Basically have had problems with the Car Misfiring and Acceleration being limited
Replaced DFI and Coils with no change, I will do the Leads tomorrow.
However I did an Error Check and got 23 and 32 both related to the Mass Air Flow meter I think.
Would this cause the problems I have been having with the backfiring, Acceleration Issues and Misfires?
Will replacing the MAF remove both codes 23 and 32?
Thanks
One would assume it would fix both problems.
Code 23 - Mass Air Temp Sensor (MAT) high voltage
Code 32 - Manifold Air Flow Sensor
I think the MAT sensor is on the rear of the manifold, no idea what it looks like. I don't even know what it does.
Could it also explain why it has been running rich and using a lot of fuel?
Hey mate, check my sig to see causes and testing procedures.
VR and VS error codes:
VS V8 DTC/Error codes comprehensive list.
VS V6 DTC/Error codes comprehensive list.
F$cked o2 sensor makes it chew fuel. It's not always the sensor often it can be the loom etc.
MUNCH MUNCH LS1 4 LUNCH
if a code sets again, after you clear it.
9/10 times the thing that sets the code is F****D
BUT with those codes also check that there is no MAJOR INTAKE LEAKS....
intake leaks would be the 1/10 for those codes![]()
Does anyone have a picture to show exactly where the MAT sensor is, as I am unsure of it's location.
Thanks
VR and VS error codes:
VS V8 DTC/Error codes comprehensive list.
VS V6 DTC/Error codes comprehensive list.
If its a VS with an ecotec V6 engine, then it doesnt have a MAT (Manifold Air Temperature) sensor in the inlet manifold like the older V6 did. The VS uses the IAT (Intake Air Temperature) sensor located in the airbox instead. Also, seeing that the IAT and MAF (Mass Air Flow) sensor are both giving the error codes, and are both on the same part of the wiring loom thats on the passenger side of the engine bay ,I reckon its probably worth checking this part of the wiring loom for damage etc.
It is a Ecotec
so I need to replace the sensor that is on the Air Box and the Air Flow Meter ?

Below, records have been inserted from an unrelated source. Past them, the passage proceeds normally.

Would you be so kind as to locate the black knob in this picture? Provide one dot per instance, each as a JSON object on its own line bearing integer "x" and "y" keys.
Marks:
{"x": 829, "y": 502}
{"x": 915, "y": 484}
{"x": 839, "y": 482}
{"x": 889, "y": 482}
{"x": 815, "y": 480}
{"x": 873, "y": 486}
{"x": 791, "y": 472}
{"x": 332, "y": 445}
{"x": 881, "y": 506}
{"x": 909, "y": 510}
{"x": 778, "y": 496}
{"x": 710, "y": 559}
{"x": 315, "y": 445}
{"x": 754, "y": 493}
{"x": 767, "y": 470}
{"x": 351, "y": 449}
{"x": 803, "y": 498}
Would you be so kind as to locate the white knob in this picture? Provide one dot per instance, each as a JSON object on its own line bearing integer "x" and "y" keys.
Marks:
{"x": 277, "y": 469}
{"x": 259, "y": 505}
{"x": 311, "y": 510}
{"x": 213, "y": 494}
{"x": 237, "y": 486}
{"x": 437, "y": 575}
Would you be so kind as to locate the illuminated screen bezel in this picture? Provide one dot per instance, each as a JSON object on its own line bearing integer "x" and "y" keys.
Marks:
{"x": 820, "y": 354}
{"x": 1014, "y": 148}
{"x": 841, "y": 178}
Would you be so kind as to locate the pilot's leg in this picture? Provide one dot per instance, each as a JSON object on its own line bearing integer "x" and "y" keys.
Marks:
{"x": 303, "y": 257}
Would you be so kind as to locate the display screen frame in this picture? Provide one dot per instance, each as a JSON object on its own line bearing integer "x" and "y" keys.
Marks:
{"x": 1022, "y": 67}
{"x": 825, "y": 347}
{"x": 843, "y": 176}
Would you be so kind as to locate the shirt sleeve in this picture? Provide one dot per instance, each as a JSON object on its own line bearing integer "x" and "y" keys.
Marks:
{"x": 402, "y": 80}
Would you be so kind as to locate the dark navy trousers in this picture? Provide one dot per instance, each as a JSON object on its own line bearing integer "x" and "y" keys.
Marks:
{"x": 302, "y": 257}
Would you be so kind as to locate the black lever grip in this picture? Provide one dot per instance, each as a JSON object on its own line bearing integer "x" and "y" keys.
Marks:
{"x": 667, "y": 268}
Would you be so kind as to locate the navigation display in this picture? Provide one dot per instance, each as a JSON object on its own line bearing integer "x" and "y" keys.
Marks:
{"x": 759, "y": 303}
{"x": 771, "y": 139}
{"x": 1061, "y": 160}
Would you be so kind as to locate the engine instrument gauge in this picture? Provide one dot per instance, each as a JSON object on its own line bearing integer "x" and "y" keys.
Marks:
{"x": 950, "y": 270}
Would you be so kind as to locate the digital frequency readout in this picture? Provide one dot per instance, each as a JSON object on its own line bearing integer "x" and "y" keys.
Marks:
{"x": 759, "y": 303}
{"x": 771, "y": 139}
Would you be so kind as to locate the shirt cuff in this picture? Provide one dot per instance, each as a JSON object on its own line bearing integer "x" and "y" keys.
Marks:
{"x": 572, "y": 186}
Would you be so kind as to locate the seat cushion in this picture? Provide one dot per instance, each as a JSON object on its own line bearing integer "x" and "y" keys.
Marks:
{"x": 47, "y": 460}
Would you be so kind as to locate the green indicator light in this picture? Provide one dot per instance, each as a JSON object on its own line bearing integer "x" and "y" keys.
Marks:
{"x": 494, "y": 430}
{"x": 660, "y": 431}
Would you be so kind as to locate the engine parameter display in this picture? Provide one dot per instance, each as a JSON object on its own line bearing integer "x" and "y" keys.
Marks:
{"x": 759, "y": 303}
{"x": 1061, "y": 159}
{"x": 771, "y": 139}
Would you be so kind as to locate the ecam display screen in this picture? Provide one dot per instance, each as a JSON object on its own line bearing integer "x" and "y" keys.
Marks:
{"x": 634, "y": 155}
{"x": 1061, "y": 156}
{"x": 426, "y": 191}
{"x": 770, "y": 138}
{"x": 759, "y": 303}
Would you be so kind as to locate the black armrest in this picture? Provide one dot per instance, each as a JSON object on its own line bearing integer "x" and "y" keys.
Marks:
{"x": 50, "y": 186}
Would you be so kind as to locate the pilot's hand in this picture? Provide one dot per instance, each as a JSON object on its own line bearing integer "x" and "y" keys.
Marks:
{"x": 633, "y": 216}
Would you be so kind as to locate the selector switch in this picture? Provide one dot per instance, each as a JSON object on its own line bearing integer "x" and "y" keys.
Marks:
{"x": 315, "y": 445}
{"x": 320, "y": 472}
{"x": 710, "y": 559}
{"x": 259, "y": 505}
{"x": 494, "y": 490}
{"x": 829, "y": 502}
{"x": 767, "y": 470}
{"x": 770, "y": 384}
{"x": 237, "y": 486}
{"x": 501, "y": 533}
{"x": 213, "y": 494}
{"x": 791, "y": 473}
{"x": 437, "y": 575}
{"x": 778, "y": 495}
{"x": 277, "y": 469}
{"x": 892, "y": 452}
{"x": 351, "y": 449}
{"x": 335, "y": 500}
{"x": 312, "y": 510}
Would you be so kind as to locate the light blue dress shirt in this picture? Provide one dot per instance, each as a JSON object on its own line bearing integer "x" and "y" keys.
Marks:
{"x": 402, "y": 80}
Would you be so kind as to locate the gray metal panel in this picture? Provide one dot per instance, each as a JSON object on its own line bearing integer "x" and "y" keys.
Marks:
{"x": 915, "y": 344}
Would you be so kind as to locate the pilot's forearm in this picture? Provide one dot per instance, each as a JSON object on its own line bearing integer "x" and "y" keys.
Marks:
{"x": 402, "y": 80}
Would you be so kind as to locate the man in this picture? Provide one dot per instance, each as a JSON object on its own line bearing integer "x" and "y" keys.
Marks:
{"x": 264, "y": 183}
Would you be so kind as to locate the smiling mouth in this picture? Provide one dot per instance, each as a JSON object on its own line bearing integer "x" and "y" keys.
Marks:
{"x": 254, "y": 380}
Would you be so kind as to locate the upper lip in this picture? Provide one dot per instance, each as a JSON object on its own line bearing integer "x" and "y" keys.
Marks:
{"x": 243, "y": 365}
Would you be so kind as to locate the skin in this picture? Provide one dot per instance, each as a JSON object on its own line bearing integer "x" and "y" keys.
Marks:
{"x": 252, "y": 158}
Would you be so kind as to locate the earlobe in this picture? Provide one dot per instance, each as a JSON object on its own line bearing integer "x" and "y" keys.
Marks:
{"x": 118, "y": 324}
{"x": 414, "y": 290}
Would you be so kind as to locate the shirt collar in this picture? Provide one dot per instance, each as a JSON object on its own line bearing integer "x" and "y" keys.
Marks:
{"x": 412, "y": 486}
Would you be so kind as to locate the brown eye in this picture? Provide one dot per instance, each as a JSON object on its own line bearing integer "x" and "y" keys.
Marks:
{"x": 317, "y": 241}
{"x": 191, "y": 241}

I reset the Ecu today and went for a drive and came back with 23 and 32.
Fiirst up, Id thoroughly check the wiring from the ECU connectors right through to both the sensors using a multimeter or test light, just to make sure the wires arent broken anywhere.Then look at repalcing the sensors.
According to the VS wiring diagrams, For the MAF theres 3 wires, ones a Pink/blue trace, and this goes to fuse number 12, a 10 amp fuse. The next wire is a Brown/white trace, and this goes from the MAF to the ECU connector terminal number D1,( the middle pink ECU plug). The last wire from the MAF, a Black/ white trace, goes to earth.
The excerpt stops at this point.